熊野古道の歴史のまとめ

 

 

熊野古道は時代と身分や宗教観によってそれぞれ違う顔を見せます。

 

それは熊野が浄不浄を問わず、信不信を問わない姿勢で多様性を受け入れてきたからです。

熊野古道はこうでなければならない。というのは無いのですが、時代によってニーズが変わってきていて、その人々の思いを寛大な心で受け止めてきた。と言えると思います。

 

また熊野三山は朝廷や世間からは三山という形でセットになっていましたが、元々独立した神社であり、時代の変遷にもそれぞれが知恵を出して生き残っていきました。

これは山間地域での日常的な往来の少なさが独自の文化を形成しあったという良さだと思います。

 

熊野は有史以前、自然崇拝の対象だったのだと思います。それが天皇一族が東征して王朝を建てたあと、熊野という神社になりました。平安時代の皇族にとっては伝説が生まれた自分たちのルーツに繋がる場所であり、疫病など都会の汚染された衛生環境から離れた「みそぎ」の地であり、浄化された場所でした。

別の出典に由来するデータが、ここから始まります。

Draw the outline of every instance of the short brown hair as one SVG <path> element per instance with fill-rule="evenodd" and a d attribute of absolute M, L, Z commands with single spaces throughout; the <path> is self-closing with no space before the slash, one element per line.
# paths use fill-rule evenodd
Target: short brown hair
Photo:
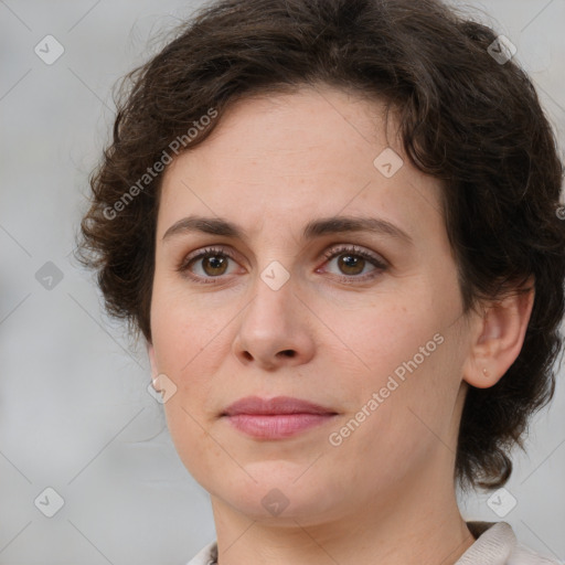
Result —
<path fill-rule="evenodd" d="M 460 484 L 504 484 L 510 449 L 523 448 L 530 416 L 554 394 L 565 222 L 556 214 L 563 166 L 554 132 L 525 73 L 491 56 L 495 41 L 489 26 L 435 0 L 224 0 L 202 8 L 126 76 L 114 139 L 90 177 L 78 257 L 97 269 L 107 310 L 151 341 L 162 173 L 143 175 L 211 108 L 218 117 L 199 127 L 185 150 L 253 93 L 321 83 L 385 100 L 413 164 L 445 186 L 466 311 L 535 280 L 520 355 L 494 386 L 469 388 L 459 429 Z"/>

出家した法皇としては自分たちの神は仏の化身だと思い、この地で自らの浄化を祈ったのだと思います。

 

そして鎌倉期になると末法思想から救いを求めるようになります。熊野権現は阿弥陀如来の化身(本地仏)であり、その熊野権現の託宣を受けた一遍は「南無阿弥陀仏」の念仏札を手に念仏踊りを踊って衆生に浄土信仰を説きました。民衆は熊野こそ浄土だと思ったことでしょう。